Goldman Sachs is close to announcing that it’s the first major U.S. bank to trade an over-the-counter crypto transaction, CNBC has learned. Goldman traded a bitcoin-linked instrument called a non-deliverable option with crypto merchant bank Galaxy Digital, according to the two firms. CNBC’s Hugh Son reports that the move is seen as a notable step in the development of crypto markets for institutional investors. Hedge funds have been seeking derivative exposure to bitcoin.

3. Boeing passenger jet crashes in China with 132 people on board

China’s civil aviation authority said a Boeing 737-800 jet operated by China Eastern Airlines crashed Monday in the southern region of Guangxi. There was no immediate word on the fate of the 123 passengers and nine crew members. Boeing told The Associated Press that it’s aware of the initial reports of the crash and was “working to gather more information.” The incident comes as the company has been trying to recover its reputation after a number of major crashes in recent years.
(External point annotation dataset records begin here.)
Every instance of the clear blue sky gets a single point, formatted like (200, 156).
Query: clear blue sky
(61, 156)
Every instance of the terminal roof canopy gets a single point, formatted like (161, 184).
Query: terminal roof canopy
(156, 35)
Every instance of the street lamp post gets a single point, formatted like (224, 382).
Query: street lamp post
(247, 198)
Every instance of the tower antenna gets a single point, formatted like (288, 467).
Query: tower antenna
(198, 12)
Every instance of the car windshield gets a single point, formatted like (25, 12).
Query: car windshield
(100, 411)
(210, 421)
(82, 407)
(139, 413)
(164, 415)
4. Biden adds Poland stop; Mariupol rejects surrender demand

U.S. President Joe Biden speaks during a meeting about ARPA-H, a health research agency that seeks to accelerate progress on curing cancer and additional health innovations, in the South Court Auditorium on the White House complex, in Washington, March 18, 2022.

Al Drago | Reuters

President Joe Biden has added a stop in Poland to his trip this week to Europe for urgent talks with NATO and European allies about Russia’s offensive in Ukraine. Poland, a crucial ally in the Ukraine crisis, is hosting thousands of American troops and taking in more Ukrainian refugee than any other nation. White House officials have said Biden has no plans to travel to Ukraine.

Civilians trapped in Mariupol city under Russian attacks, are evacuated in groups under the control of pro-Russian separatists, through other cities, in Mariupol, Ukraine on March 20, 2022.

Stringer | Anadolu Agency | Getty Images

Ukrainian officials on Monday rejected a Russian demand for a surrender in Mariupol in exchange for safe passage out of the besieged strategic port city. In the capital Kyiv, Russian shelling devastated a shopping center near the city center. Britain’s Defense Ministry said Monday that Ukraine’s resistance had kept the bulk of Russian forces more than 15 miles from the center of Kyiv.

5. Justice Clarence Thomas hospitalized; Biden Supreme Court pick hearing

The US Supreme Court in Washington, DC, on March 9, 2022.

Stefani Reynolds | AFP | Getty Images

Supreme Court Justice Clarence Thomas has been hospitalized since Friday due to an infection. The court provided no additional details about the infection, but said Thomas was being treated with antibiotics and his “flu-like symptoms” were abating. Thomas, among the 6-3 conservative majority, plans to participate in the cases this week even if he misses the arguments, the court said.

  • The announcement about the 73-year-old’s hospitalization came as the Senate Judiciary Committee prepared to begin confirmation hearings Monday for Ketanji Brown Jackson. The 51-year-old judge is Biden’s pick to succeed retiring liberal justice Stephen Breyer.

— CNBC reporters Vicky McKeever, Fred Imbert, Evelyn Cheng and Karen Gilchrist as well as The Associated Press contributed to this report.